AMD to integrate PCIe into CPU

  • Thread starter Thread starter YKhan
  • Start date Start date
Kai said:
While a serial (and encoded) link is way easier to handle, the sky is
not the limit. Consider that at 10Gb/s standard FR-4 board material
have quite frightening losses, which limits the length you can send
it. The several meters that Del talk about is on cables, I think.

And just exactly why would you want to go several meters on a CPU to
CPU interconnect (at least in the x86 mass-market)?

Sure, the parallel link as other problems, also pointed out by Del,
but my point here is that blindly claiming that either technology is
the "right thing" is not a good idea.

Latency, bandwidth, die area, power consumption, and maximum trace
length should all be considered.




Definitely - and as we know: money can buy you bandwidth, but latency
is forever.

Think of the performace of SDRAMs - while the DDR's have awesome peak
BW numbers, they rarely translate into real-world benefits that is
worth taking about.


Kai
PCI express is an IO expansion network, I don't know where the cpu-cpu
talk came from. Architecturally it is sort of master slave.

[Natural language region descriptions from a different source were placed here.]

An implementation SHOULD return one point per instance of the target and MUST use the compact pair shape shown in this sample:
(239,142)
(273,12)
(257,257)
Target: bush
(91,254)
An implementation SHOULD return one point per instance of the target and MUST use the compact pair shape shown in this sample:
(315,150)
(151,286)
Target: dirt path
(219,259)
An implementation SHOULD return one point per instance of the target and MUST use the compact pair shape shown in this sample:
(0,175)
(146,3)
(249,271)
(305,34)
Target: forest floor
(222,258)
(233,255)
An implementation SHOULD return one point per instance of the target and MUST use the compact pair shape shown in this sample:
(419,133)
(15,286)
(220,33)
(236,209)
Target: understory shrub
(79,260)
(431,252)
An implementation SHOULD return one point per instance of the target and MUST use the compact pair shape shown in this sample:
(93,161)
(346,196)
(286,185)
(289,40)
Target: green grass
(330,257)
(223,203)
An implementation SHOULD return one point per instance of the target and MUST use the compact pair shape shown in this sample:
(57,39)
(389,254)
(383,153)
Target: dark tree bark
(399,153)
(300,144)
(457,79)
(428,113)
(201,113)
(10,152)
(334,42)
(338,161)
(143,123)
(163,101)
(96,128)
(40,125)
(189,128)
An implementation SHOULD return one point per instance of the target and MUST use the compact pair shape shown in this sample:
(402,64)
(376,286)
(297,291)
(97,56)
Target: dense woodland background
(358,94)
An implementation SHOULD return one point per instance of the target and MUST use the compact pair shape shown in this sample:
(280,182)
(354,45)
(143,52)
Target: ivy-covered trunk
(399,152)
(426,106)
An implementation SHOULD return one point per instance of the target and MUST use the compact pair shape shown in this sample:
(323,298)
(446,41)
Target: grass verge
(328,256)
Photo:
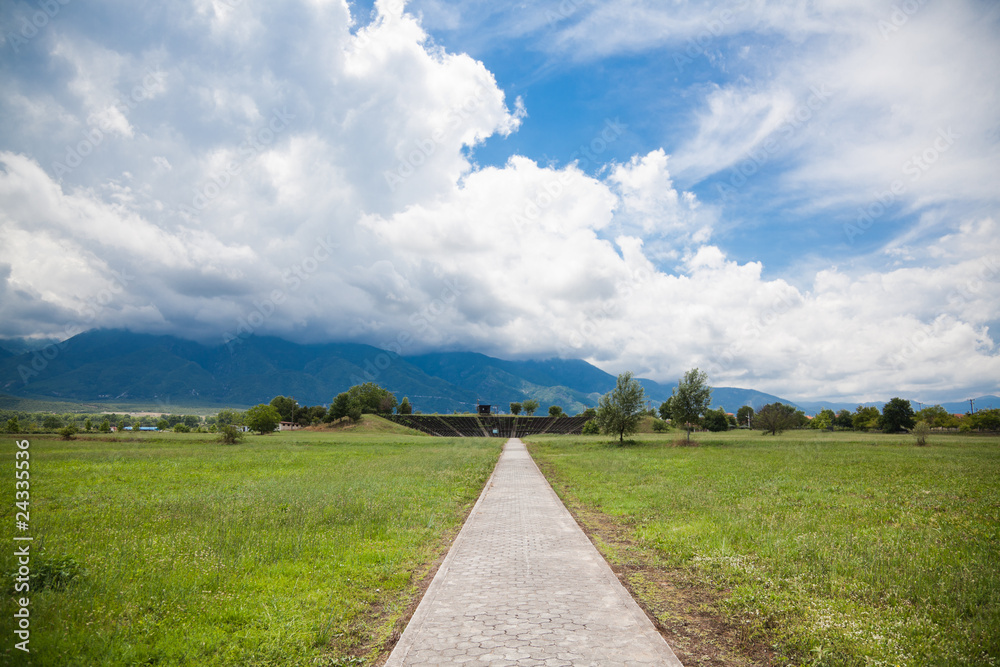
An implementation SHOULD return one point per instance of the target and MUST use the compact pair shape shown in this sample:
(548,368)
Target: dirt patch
(682,608)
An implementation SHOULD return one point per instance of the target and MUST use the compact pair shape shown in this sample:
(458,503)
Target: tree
(985,420)
(897,416)
(230,435)
(866,419)
(339,407)
(823,419)
(285,405)
(262,418)
(937,417)
(229,417)
(690,399)
(716,420)
(620,410)
(775,418)
(368,398)
(844,419)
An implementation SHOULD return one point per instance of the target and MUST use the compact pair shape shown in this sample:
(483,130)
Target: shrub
(230,435)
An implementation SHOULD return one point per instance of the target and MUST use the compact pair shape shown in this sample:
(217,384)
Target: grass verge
(807,549)
(298,548)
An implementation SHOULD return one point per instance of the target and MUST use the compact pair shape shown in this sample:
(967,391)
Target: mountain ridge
(119,365)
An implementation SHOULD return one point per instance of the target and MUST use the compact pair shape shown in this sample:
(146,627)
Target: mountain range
(110,365)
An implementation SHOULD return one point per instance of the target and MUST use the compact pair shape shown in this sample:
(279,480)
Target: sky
(797,197)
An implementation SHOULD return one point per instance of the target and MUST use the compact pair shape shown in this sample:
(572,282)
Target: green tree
(775,418)
(229,417)
(844,419)
(263,418)
(897,416)
(985,420)
(690,399)
(231,435)
(937,417)
(866,418)
(716,420)
(823,419)
(339,407)
(368,397)
(620,410)
(285,405)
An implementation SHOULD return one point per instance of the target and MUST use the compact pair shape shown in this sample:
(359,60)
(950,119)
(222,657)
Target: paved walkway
(522,585)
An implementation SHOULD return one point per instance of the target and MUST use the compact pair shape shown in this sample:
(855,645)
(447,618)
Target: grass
(827,549)
(299,548)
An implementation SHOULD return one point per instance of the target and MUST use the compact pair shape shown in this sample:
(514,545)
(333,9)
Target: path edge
(399,652)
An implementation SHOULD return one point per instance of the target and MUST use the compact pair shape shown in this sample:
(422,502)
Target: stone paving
(523,585)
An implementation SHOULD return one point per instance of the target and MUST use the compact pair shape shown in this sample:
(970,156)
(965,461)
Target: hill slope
(120,366)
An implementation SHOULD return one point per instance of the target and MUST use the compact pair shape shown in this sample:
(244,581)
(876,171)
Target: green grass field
(298,548)
(828,549)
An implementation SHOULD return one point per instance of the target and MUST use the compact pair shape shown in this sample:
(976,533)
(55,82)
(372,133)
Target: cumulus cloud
(287,171)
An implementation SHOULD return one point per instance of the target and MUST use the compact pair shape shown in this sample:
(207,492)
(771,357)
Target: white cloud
(337,201)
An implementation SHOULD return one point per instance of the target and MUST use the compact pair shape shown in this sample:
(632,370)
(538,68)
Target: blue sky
(798,197)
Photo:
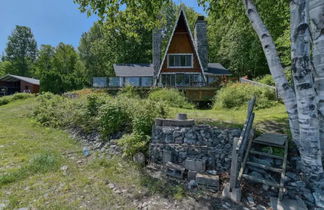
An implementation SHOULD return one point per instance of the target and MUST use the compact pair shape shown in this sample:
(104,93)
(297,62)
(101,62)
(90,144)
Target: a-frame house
(181,65)
(184,64)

As for length, it is limited by the loss budget to 8db of loss at
1.25GHz as I recall, and by ISI to about 100 ps. HT on the other hand
transmits data in parallel with a clock to provide timing and no
alignment so distance is limited primarily by skew as defined in the HT
spec.

The 2.5 Gbit interfaces like PCI-e can go a couple of feet on a
backplane. IB used 20 inches as an objective.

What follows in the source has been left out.